Serena Williams called out Dinara Safina this week and that sent us looking for a few theories to explain what makes Serena a champion.
People were entranced by the Manny Pacquiao – Ricky Hatton heavyweight prizefight in Las Vegas last weekend, but tennis had its own version of a heavyweight bout when recent number one player Serena Williams called out current number one player Dinara Safina at the WTA event in Rome this week.
This is not new behavior from Serena because she’s well known for being dismissive of her competition, but this was an aggressive move with the clear message: if you haven’t won a slam, you’re not qualified to be number one.
What Serena said was this: “We all know who the real number one is. Quite frankly, I’m the best in the world.” Ouch! Safina had no trouble getting the message because this was her response: “She can say this because she won like many more Grand Slams than me.”
Yes, Serena does have slams, 10 of them, and I doubt it bothered Serena one bit that she ended up in the same position as Ricky Hatton – on her butt in the first round. She was taken out in Rome with a left from Swiss player Patty Schnyder.
That’s very disappointing because I’d loved to have seen Serena and Safina go at it, but it did get me to thinking: What makes Serena the champion she is? I don’t exactly know but I do have two theories on the matter courtesy of this week’s New Yorker magazine.

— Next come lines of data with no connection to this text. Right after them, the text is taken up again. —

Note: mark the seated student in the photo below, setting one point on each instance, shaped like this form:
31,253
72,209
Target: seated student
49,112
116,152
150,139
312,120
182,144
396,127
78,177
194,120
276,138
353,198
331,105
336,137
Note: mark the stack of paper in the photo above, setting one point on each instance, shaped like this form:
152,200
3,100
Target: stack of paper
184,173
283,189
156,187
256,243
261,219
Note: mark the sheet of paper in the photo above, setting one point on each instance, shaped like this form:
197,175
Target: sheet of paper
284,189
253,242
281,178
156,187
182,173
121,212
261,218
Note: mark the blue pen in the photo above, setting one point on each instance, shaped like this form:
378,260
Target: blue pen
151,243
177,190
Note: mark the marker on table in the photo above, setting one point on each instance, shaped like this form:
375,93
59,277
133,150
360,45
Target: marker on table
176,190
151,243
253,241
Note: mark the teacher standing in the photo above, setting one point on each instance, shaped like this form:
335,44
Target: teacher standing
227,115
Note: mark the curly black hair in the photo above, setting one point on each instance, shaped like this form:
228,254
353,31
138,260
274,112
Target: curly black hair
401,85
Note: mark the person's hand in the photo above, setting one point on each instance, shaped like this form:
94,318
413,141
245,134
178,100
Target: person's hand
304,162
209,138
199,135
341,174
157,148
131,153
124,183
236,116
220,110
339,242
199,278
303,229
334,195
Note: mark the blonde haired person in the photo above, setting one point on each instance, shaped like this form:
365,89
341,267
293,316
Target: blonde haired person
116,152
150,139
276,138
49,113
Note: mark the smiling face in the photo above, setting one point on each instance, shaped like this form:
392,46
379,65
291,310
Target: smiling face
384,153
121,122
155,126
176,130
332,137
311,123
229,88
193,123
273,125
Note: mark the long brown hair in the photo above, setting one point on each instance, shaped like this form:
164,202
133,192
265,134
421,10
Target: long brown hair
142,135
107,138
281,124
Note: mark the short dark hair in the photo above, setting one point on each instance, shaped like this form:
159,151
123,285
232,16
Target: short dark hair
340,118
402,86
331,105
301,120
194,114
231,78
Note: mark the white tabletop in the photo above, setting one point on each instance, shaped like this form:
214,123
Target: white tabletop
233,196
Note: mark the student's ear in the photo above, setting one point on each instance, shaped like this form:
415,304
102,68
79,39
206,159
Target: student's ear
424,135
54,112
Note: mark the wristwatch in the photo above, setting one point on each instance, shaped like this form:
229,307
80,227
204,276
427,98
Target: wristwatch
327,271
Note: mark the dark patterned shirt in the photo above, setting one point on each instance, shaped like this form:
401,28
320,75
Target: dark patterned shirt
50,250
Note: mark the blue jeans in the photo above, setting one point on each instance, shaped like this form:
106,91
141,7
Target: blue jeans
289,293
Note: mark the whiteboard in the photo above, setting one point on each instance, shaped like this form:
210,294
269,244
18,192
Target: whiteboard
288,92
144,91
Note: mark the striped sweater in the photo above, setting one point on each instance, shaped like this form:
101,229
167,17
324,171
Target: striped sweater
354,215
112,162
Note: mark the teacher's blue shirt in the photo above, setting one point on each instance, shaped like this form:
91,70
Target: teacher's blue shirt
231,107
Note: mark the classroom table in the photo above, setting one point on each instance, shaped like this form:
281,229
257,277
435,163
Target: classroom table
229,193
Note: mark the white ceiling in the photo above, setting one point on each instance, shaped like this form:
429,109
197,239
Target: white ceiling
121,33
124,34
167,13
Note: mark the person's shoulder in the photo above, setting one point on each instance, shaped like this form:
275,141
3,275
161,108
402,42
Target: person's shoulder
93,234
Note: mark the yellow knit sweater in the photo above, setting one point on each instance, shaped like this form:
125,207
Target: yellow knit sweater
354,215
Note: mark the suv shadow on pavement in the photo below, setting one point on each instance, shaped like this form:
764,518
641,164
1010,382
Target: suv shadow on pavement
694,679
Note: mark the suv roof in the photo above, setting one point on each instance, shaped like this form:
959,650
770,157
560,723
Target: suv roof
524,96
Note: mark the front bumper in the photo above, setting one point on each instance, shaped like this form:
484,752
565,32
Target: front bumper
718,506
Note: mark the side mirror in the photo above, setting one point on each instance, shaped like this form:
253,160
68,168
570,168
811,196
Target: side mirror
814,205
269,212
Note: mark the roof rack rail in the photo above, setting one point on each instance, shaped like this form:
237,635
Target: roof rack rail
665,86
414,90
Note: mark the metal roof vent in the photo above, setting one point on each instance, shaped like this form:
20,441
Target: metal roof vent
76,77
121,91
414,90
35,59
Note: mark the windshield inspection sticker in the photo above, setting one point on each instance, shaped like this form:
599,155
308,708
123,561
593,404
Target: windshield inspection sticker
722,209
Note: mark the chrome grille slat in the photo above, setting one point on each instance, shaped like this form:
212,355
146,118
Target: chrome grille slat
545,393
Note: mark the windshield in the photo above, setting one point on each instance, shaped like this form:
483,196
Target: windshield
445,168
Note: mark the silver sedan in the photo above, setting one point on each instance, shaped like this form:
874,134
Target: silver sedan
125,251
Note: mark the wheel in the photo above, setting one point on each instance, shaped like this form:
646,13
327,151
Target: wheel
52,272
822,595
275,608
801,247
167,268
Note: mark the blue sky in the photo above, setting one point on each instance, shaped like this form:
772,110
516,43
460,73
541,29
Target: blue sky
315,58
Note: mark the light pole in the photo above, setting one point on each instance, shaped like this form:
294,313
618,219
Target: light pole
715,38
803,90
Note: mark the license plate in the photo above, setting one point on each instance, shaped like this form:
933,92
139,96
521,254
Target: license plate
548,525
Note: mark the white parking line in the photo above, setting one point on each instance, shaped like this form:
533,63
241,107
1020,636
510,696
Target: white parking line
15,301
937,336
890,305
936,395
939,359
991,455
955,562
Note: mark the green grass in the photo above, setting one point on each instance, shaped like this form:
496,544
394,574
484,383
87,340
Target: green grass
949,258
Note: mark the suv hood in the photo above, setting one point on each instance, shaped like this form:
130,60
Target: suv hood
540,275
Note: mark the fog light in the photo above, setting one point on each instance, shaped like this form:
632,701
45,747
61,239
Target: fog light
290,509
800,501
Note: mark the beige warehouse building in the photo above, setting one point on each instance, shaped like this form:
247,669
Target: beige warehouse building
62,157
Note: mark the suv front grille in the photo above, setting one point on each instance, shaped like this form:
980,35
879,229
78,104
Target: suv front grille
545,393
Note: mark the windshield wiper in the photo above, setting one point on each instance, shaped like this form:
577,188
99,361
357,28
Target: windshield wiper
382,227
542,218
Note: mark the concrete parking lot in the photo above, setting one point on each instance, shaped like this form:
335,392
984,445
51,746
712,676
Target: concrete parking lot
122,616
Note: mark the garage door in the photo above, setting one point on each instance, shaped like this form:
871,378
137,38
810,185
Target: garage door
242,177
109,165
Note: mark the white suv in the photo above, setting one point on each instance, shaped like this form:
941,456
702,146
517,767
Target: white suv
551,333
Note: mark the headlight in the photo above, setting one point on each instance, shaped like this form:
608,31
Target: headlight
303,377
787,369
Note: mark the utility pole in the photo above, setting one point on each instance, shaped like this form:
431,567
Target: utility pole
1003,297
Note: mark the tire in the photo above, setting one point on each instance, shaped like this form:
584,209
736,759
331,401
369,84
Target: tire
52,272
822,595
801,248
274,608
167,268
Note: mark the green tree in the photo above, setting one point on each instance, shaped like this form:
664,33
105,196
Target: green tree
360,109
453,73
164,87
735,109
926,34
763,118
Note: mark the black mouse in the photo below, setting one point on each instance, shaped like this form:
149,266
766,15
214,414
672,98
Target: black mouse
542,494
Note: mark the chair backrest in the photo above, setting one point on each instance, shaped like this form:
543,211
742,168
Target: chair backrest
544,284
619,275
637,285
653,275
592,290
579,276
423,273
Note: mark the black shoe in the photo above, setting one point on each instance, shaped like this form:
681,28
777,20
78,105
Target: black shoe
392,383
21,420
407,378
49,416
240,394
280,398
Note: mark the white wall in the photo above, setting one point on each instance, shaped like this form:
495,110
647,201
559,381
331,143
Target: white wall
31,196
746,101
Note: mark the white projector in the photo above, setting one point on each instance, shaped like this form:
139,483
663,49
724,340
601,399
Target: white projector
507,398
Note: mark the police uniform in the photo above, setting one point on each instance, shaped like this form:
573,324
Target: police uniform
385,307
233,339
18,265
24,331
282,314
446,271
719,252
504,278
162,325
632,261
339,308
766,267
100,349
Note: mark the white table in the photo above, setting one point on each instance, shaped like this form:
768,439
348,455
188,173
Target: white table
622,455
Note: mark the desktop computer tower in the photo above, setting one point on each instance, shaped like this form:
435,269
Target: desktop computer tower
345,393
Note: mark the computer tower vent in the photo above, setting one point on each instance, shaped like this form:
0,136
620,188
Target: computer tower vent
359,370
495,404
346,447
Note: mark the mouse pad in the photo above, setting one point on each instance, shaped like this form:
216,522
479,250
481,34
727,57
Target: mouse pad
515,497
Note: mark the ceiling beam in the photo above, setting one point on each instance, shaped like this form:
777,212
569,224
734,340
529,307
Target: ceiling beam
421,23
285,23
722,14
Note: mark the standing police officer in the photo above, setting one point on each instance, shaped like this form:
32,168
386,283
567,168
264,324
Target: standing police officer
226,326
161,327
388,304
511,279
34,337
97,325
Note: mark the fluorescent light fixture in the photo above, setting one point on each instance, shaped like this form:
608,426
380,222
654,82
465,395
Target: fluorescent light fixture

The first one has to do with mirror neurons and it comes courtesy of Vilayanur S. Ramachandran, a neurologist who is profiled by John Colapinto in the magazine. It turns out that if you open and close your hand, certain neurons in your brain will fire. That’s not surprising but this is: if you happen to be sitting next to a person and you see them open and closes their hand, those same neurons will fire in your brain even though it’s the other person doing the action.
You can see whey they might be called mirror neurons and Ramachandran theorizes that autistic people might be lacking in mirror neurons because they have trouble imitating others and empathizing. I’m not suggesting that Serena is autistic, far from it, she’s a very highly functioning and social person. But I was wondering if someone like Serena, who doesn’t seems as concerned about what her fellow competitors think of her as much as most of us are, might have fewer of those somewhat empathetic neurons.
The next theory comes to us from Malcolm Gladwell, author of The Tipping Point, Blink, and Outliers. In another article in the magazine titled How David Beats Goliath, Gladwell shows what happens to people who win ugly.
Gladwell describes a girl’s basketball team coached by someone who didn’t know much about basketball with players who didn’t have much in the way of basketball skills. The coach decided that the best way for the girls to win was to use a full court press for the entire game. In other words, harass and frustrate their opponents by closely guarding them every inch of the court instead of waiting until they’d thrown the ball in and advanced to the offensive basket.
The team won its games by large scores and reached the national playoffs but they pissed off a lot of opposing teams because they beat them badly. And since teams didn’t like getting beaten badly, they complained that this wasn’t how the game should be played, especially because, they said, girls should be learning basketball skills instead of running around like their hair is on fire.
When you defeat a traditional approach to the game with an unexpected strategy, you can expect backlash. The little team that could played the third round of the playoffs against a team that was playing on its home court and had supplied the referees for the game. These referees decided to negate the full court press by calling a ridiculously high number of touch fouls, thus forcing the team to abandon the full court press.
The point here is that outsiders sometimes win by taking a different, controversial approach and Serena has always been an outsider. Her father Richard Williams trained Serena and her sister Venus outside of the traditional junior tennis channels and he kept them out of junior tournaments. The sisters are also outsiders because they’re black and there were few black players on tour when they started. They were racially harassed in Indian Wells in 2001 after Venus pulled out of a Venus vs. Serena semifinal at the last minute.
That’s what you call backlash and though it was racially motivated, it was also a response to the Williams’ way of doing as they pleased regardless of what anyone else thinks. Venus isn’t far behind Serena with seven slams, but Serena has that extra bit of toughness and it goes back to something these two theories share: being a social outsider.
Venus doesn’t call out her opponents; she’s more sympathetic to her opponents’ feelings. Serena doesn’t care.
It’s hard to know whether Serena can return to number one and stay there because she has trouble playing week in and week out due to recurring injury problems. The WTA has has added more required events and heavy penalties for missing them. That will also make it harder on Serena.
Safina is starting to take on the leadership that comes with the number one ranking. She lambasted the Rome tournament organizers for threatening players’ careers by making them run around on wet clay (you can see why in the image above), and I expect she’ll get her slam. But right now, I have to say that I don’t disagree with Serena.